I'm unsure where I indicated that, but apologize for the confusion. I was initially pushing back against your original criticism of something like Alphafold having needed to be built first.Like you suggest, simple can mean many things. I think it's clear that in this context they mean "simple" (not from an absolute sense) in terms of the architectural design. I think the abstract is more than sufficient to convey this.
> My point was just that to compare apples to apples
As a ML researcher who does a lot of work on architecture and efficiency, I think they are. Consider this from the end of the abstract | SimpleFold shows efficiency in deployment and inference on consumer-level hardware.

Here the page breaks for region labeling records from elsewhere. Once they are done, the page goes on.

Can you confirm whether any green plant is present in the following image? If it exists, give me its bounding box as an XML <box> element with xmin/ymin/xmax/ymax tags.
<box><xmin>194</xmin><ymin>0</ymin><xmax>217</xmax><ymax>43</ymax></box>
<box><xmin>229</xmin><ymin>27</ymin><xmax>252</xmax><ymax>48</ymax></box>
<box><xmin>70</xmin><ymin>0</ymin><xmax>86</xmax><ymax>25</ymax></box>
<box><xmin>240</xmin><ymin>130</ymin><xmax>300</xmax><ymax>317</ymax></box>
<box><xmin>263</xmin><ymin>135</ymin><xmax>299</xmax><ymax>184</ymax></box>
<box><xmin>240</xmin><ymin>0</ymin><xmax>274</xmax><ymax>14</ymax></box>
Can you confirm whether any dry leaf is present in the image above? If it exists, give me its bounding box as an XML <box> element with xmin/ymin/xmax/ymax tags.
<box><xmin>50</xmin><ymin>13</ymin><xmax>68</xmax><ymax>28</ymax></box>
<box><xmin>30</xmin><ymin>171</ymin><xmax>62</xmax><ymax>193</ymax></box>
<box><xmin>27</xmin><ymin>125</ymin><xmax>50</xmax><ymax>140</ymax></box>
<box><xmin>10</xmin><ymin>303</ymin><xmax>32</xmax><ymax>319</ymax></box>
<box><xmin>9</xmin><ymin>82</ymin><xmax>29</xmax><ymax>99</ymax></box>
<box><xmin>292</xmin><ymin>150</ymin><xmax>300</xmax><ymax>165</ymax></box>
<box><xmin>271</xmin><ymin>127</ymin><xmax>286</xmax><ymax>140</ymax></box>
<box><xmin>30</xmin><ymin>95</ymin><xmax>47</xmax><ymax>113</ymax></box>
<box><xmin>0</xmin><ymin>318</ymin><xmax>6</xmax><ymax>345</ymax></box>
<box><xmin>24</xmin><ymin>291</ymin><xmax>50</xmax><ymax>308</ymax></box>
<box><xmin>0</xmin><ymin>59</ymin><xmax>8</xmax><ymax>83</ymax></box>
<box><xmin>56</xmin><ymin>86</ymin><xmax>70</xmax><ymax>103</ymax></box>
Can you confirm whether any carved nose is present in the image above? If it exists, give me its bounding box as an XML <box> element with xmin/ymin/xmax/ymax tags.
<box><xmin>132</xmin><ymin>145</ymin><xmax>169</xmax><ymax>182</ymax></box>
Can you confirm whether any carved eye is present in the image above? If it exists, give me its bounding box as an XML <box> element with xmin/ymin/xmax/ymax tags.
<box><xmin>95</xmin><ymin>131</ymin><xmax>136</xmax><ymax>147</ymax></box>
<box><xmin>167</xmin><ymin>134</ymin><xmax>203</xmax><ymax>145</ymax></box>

To me they are clearly stating that their goal isn't to get the top score on a benchmark. Their appendix shows that the 100M param is apples to apples to alphafold2 by size but not by compute. Even their 3B model uses less compute then alphafold2.So being someone in a neighboring niche, I don't understand your claim. There's no easy way to make your comparisons "apples to apples" because we shouldn't be evaluating on a single metric. Sure, alphafold2 gives better results on the benchmarks but does that mean people wouldn't sacrifice performance for a 450x reduction in compute? (20x for their largest model. But note that compute, not memory).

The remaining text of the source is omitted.